直接看到 kubeGenericRuntimeManager 的 SyncPod 方法,调用 CRI 创建 Pod 的逻辑将在该方法里触发发起。
从该方法代码也可以看出,kubelet 创建一个 Pod 的逻辑为:
先创建并启动 Pod sandbox 容器,并构建好 Pod 网络;
创建并启动 ephemeral containers;
创建并启动 init containers;
最后创建并启动 normal containers(即普通业务容器)。
这里对调用 m.createPodSandbox
来创建 Pod sandbox 进行分析,m.startContainer
等调用分析可以参照该分析自行进行分析,调用流程几乎一致。
// pkg/kubelet/kuberuntime/kuberuntime_manager.go
// SyncPod syncs the running pod into the desired pod by executing following steps:
//
// 1. Compute sandbox and container changes.
// 2. Kill pod sandbox if necessary.
// 3. Kill any containers that should not be running.
// 4. Create sandbox if necessary.
// 5. Create ephemeral containers.
// 6. Create init containers.
// 7. Create normal containers.
func (m *kubeGenericRuntimeManager) SyncPod(pod *v1.Pod, podStatus *kubecontainer.PodStatus, pullSecrets []v1.Secret, backOff *flowcontrol.Backoff) (result kubecontainer.PodSyncResult) {
...
// Step 4: Create a sandbox for the pod if necessary.
podSandboxID := podContainerChanges.SandboxID
if podContainerChanges.CreateSandbox {
var msg string
var err error
klog.V(4).Infof("Creating sandbox for pod %q", format.Pod(pod))
createSandboxResult := kubecontainer.NewSyncResult(kubecontainer.CreatePodSandbox, format.Pod(pod))
result.AddSyncResult(createSandboxResult)
podSandboxID, msg, err = m.createPodSandbox(pod, podContainerChanges.Attempt)
...
}
m.createPodSandbox
m.createPodSandbox
方法主要是调用 m.runtimeService.RunPodSandbox
。
runtimeService 即 RemoteRuntimeService,实现了 CRI shim 客户端-容器运行时接口 RuntimeService interface,持有与 CRI shim 容器运行时服务端通信的客户端。
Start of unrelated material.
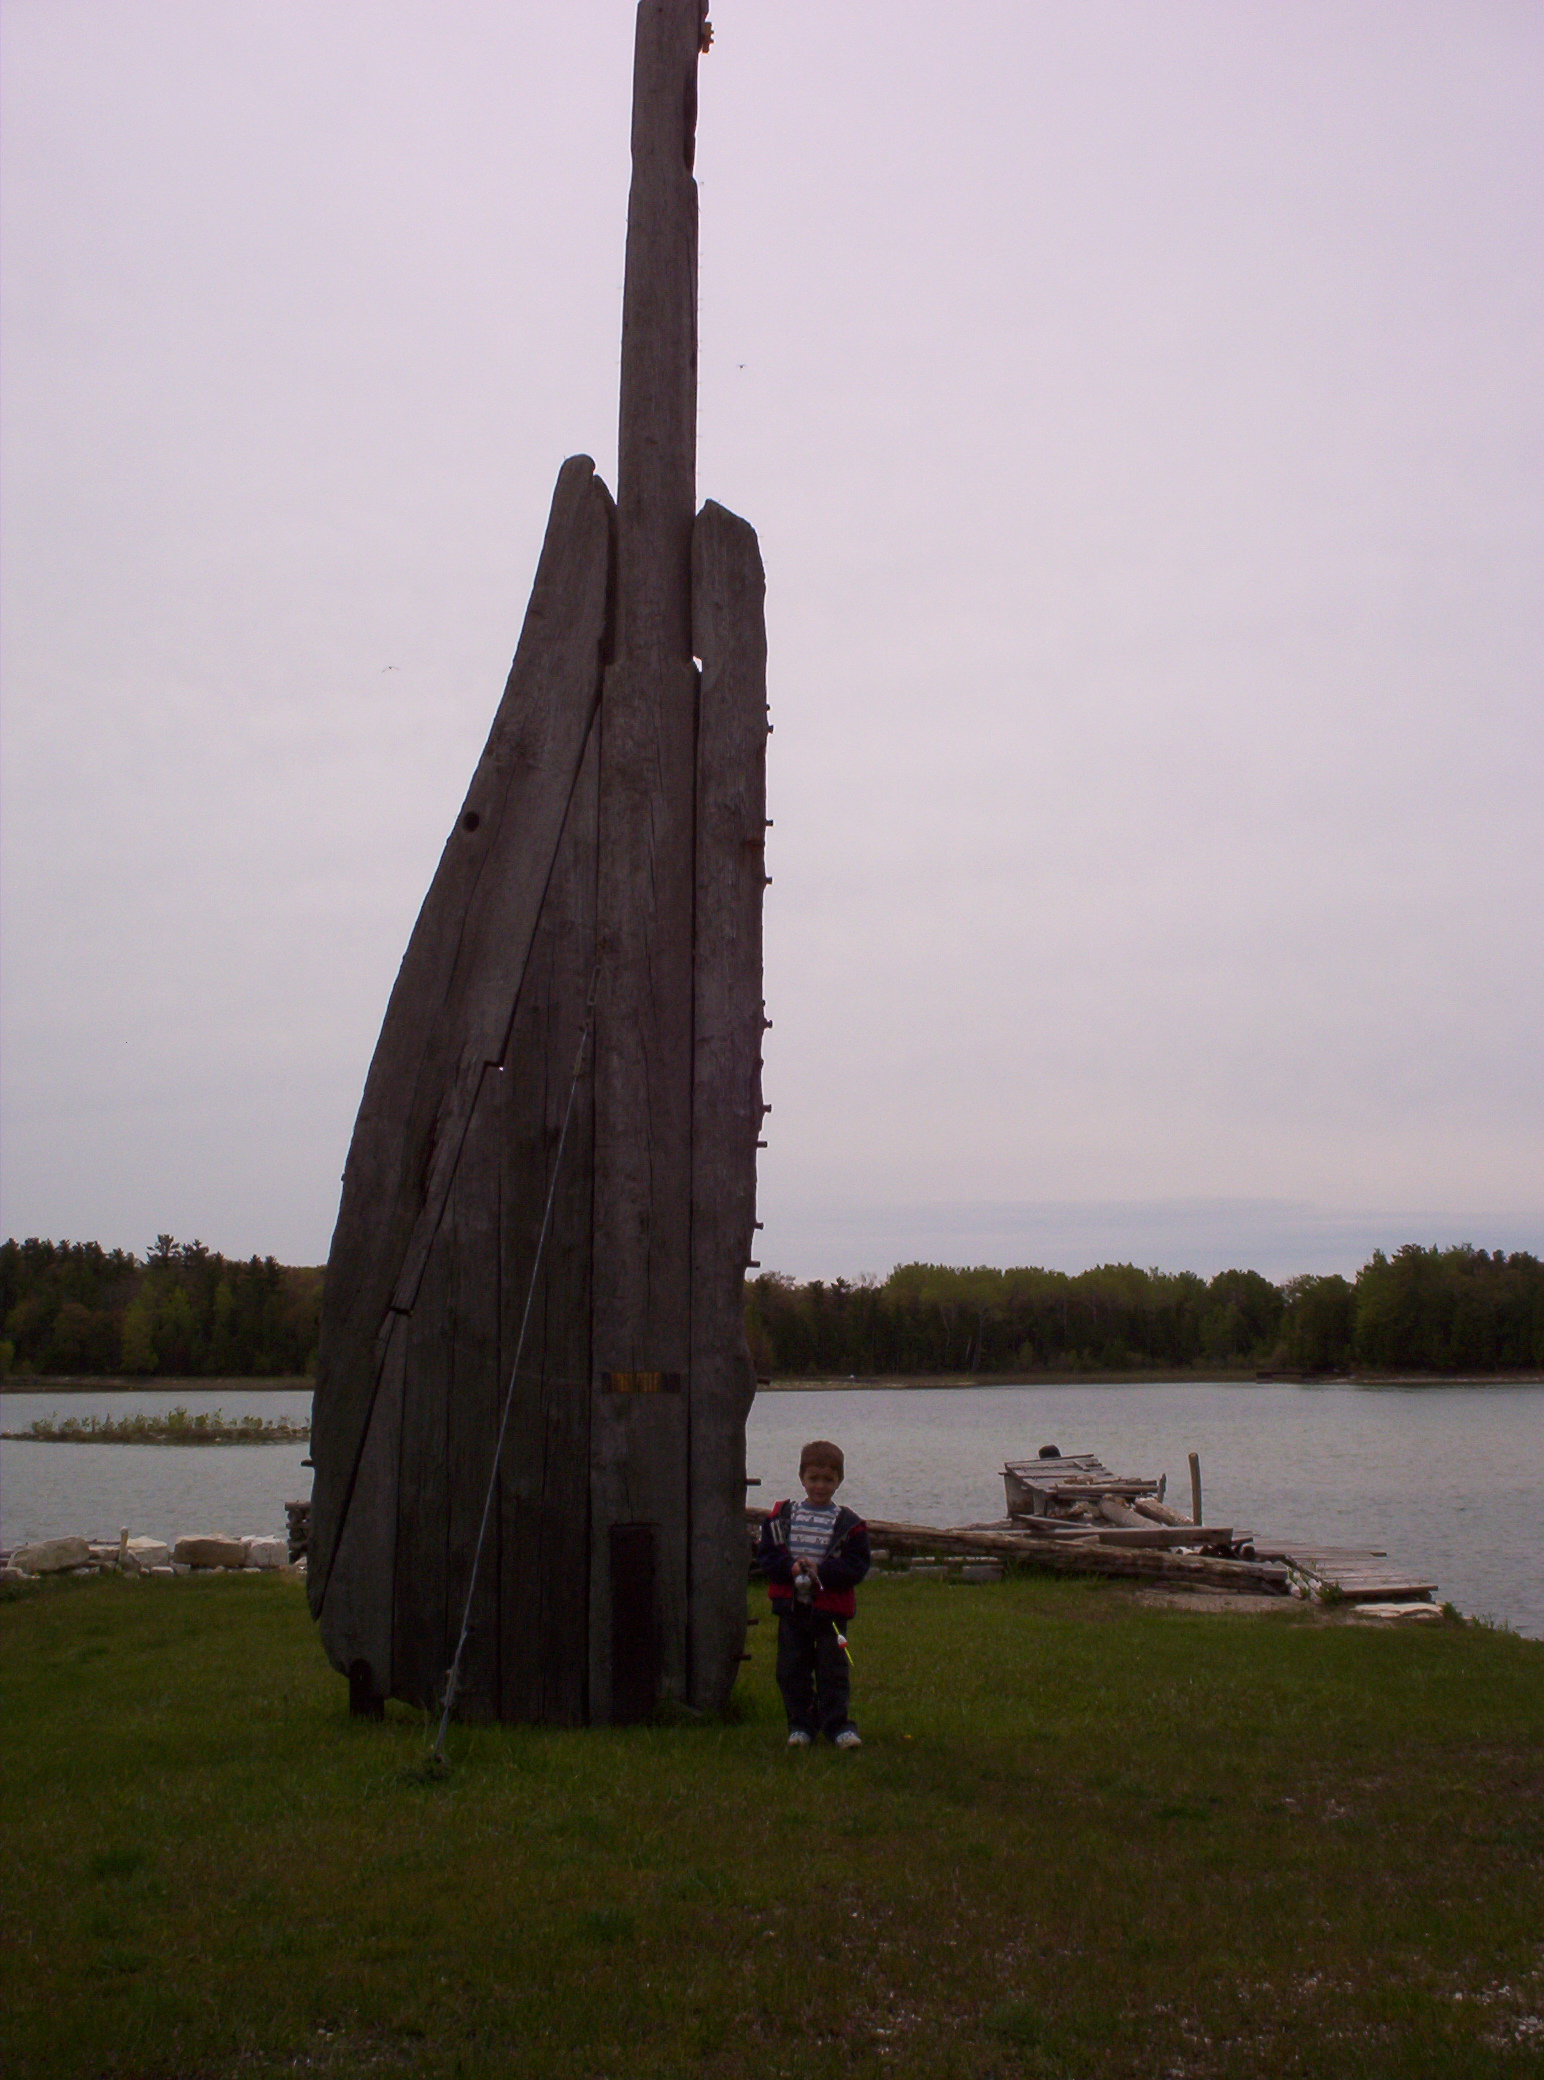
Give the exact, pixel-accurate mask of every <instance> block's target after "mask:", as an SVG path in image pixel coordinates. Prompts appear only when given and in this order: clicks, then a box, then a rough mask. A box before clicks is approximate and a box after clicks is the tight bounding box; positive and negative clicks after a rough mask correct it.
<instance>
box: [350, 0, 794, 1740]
mask: <svg viewBox="0 0 1544 2080" xmlns="http://www.w3.org/2000/svg"><path fill="white" fill-rule="evenodd" d="M705 42H707V29H705V0H643V4H641V6H639V15H637V48H635V79H633V191H631V200H628V229H626V289H624V310H622V410H620V447H618V497H616V503H612V497H610V493H608V491H606V487H603V485H601V480H599V476H597V474H595V468H593V464H591V462H589V458H587V456H576V458H572V460H568V462H566V464H564V466H562V470H560V474H558V489H556V493H554V501H551V516H549V520H547V537H545V543H543V549H541V562H539V566H537V578H535V587H533V593H531V605H529V609H526V618H524V628H522V632H520V645H518V649H516V655H514V666H512V670H510V680H508V684H506V688H504V699H501V703H499V709H497V713H495V718H493V728H491V732H489V738H487V747H485V751H483V757H481V761H479V765H477V772H474V774H472V784H470V788H468V790H466V801H464V803H462V809H460V815H458V817H456V826H454V830H452V834H449V840H447V844H445V851H443V855H441V861H439V869H437V874H435V878H433V882H431V888H429V894H427V896H424V905H422V911H420V913H418V924H416V926H414V932H412V938H410V942H408V951H406V955H404V961H402V969H400V973H397V982H395V988H393V992H391V1003H389V1007H387V1015H385V1023H383V1028H381V1038H379V1042H377V1050H375V1059H372V1063H370V1073H368V1080H366V1086H364V1098H362V1102H360V1113H358V1121H356V1125H354V1142H352V1146H350V1156H348V1167H345V1173H343V1196H341V1206H339V1217H337V1229H335V1233H333V1250H331V1256H329V1265H327V1292H325V1304H323V1340H320V1362H318V1377H316V1402H314V1416H312V1458H314V1464H316V1477H314V1496H312V1523H310V1560H308V1566H310V1577H308V1579H310V1604H312V1612H314V1614H316V1618H318V1622H320V1635H323V1643H325V1647H327V1654H329V1658H331V1662H333V1666H335V1668H337V1670H339V1672H343V1674H348V1679H350V1697H352V1701H354V1706H356V1710H364V1708H368V1704H370V1701H372V1699H381V1697H402V1699H406V1701H410V1704H433V1701H435V1699H437V1697H439V1693H441V1687H443V1681H445V1670H447V1666H449V1660H452V1654H454V1645H456V1637H458V1631H460V1618H462V1606H464V1600H466V1595H468V1585H470V1579H472V1570H470V1562H472V1548H474V1541H477V1527H479V1520H481V1512H483V1500H485V1493H487V1483H489V1473H491V1468H493V1456H495V1437H497V1425H499V1414H501V1406H504V1394H506V1387H508V1379H510V1369H512V1364H514V1350H516V1340H518V1329H520V1317H522V1312H524V1308H526V1300H531V1317H529V1329H526V1340H524V1352H522V1358H520V1375H518V1381H516V1392H514V1406H512V1419H510V1429H508V1435H506V1446H504V1452H501V1456H499V1464H497V1489H495V1508H493V1516H491V1525H489V1539H487V1548H485V1558H483V1566H481V1570H479V1577H477V1602H474V1608H472V1633H470V1641H468V1649H466V1656H464V1664H462V1687H460V1691H458V1708H460V1710H462V1712H466V1714H474V1716H497V1718H524V1720H554V1722H587V1720H595V1722H608V1720H631V1718H641V1716H645V1714H647V1712H651V1710H653V1708H655V1704H658V1701H660V1699H662V1697H674V1699H680V1701H687V1704H691V1706H695V1708H699V1710H712V1708H718V1706H722V1704H724V1699H726V1697H728V1689H730V1685H732V1681H735V1670H737V1664H739V1658H741V1652H743V1645H745V1414H747V1410H749V1404H751V1396H753V1387H755V1381H753V1375H751V1360H749V1352H747V1344H745V1325H743V1277H745V1265H747V1260H749V1256H751V1236H753V1227H755V1146H757V1134H760V1125H762V1111H764V1107H762V1030H764V1023H766V1021H764V1015H762V1013H764V1005H762V890H764V884H766V872H764V840H766V632H764V614H762V599H764V578H762V557H760V551H757V543H755V532H753V530H751V528H749V526H747V524H745V522H743V520H737V518H735V516H732V514H728V512H724V510H722V508H720V505H712V503H710V505H703V510H701V512H697V510H695V424H697V185H695V181H693V175H691V162H693V139H695V112H697V58H699V52H701V50H703V48H705ZM591 998H593V1013H591V1009H589V1007H591ZM587 1017H593V1032H591V1042H589V1046H587V1048H583V1052H581V1071H578V1084H576V1088H574V1059H576V1050H578V1042H581V1036H583V1034H585V1025H587ZM570 1090H572V1094H574V1109H572V1117H570V1125H568V1140H566V1146H564V1154H562V1165H560V1167H558V1173H556V1188H554V1161H556V1152H558V1136H560V1127H562V1119H564V1111H566V1107H568V1100H570ZM549 1188H554V1211H551V1227H549V1233H547V1242H545V1248H543V1250H541V1252H539V1254H537V1244H539V1233H541V1219H543V1208H545V1204H547V1194H549ZM533 1277H535V1285H533Z"/></svg>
所以调用 m.runtimeService.RunPodSandbox
,实际上等于调用了 CRI shim 服务端的 RunPodSandbox 方法,来进行 Pod sandbox 的创建。
// pkg/kubelet/kuberuntime/kuberuntime_sandbox.go
// createPodSandbox creates a pod sandbox and returns (podSandBoxID, message, error).
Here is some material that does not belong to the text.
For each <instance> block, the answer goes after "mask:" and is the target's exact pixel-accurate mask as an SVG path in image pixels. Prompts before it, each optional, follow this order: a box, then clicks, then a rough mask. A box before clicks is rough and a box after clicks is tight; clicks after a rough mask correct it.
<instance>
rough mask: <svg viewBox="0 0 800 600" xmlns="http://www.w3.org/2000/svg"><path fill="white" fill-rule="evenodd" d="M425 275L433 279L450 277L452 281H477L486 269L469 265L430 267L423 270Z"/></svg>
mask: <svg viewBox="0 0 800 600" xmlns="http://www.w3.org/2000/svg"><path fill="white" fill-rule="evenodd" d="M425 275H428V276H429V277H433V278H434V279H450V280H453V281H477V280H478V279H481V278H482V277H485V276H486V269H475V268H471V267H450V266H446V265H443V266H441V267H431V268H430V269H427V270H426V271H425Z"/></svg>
func (m *kubeGenericRuntimeManager) createPodSandbox(pod *v1.Pod, attempt uint32) (string, string, error) {
podSandboxConfig, err := m.generatePodSandboxConfig(pod, attempt)
if err != nil {
message := fmt.Sprintf("GeneratePodSandboxConfig for pod %q failed: %v", format.Pod(pod), err)
klog.Error(message)
return "", message, err
}
// Create pod logs directory
err = m.osInterface.MkdirAll(podSandboxConfig.LogDirectory, 0755)
if err != nil {
message := fmt.Sprintf("Create pod log directory for pod %q failed: %v", format.Pod(pod), err)
klog.Errorf(message)
return "", message, err
}
runtimeHandler := ""
if utilfeature.DefaultFeatureGate.Enabled(features.RuntimeClass) && m.runtimeClassManager != nil {
runtimeHandler, err = m.runtimeClassManager.LookupRuntimeHandler(pod.Spec.RuntimeClassName)
if err != nil {
message := fmt.Sprintf("CreatePodSandbox for pod %q failed: %v", format.Pod(pod), err)
return "", message, err
}
if runtimeHandler != "" {
klog.V(2).Infof("Running pod %s with RuntimeHandler %q", format.Pod(pod), runtimeHandler)
}
}
podSandBoxID, err := m.runtimeService.RunPodSandbox(podSandboxConfig, runtimeHandler)
if err != nil {
message := fmt.Sprintf("CreatePodSandbox for pod %q failed: %v", format.Pod(pod), err)
klog.Error(message)
return "", message, err
}
return podSandBoxID, "", nil
}
m.runtimeService.RunPodSandbox
m.runtimeService.RunPodSandbox
方法,会调用 r.runtimeClient.RunPodSandbox
,即利用 CRI shim 客户端,调用 CRI shim 服务端来进行 Pod sandbox 的创建。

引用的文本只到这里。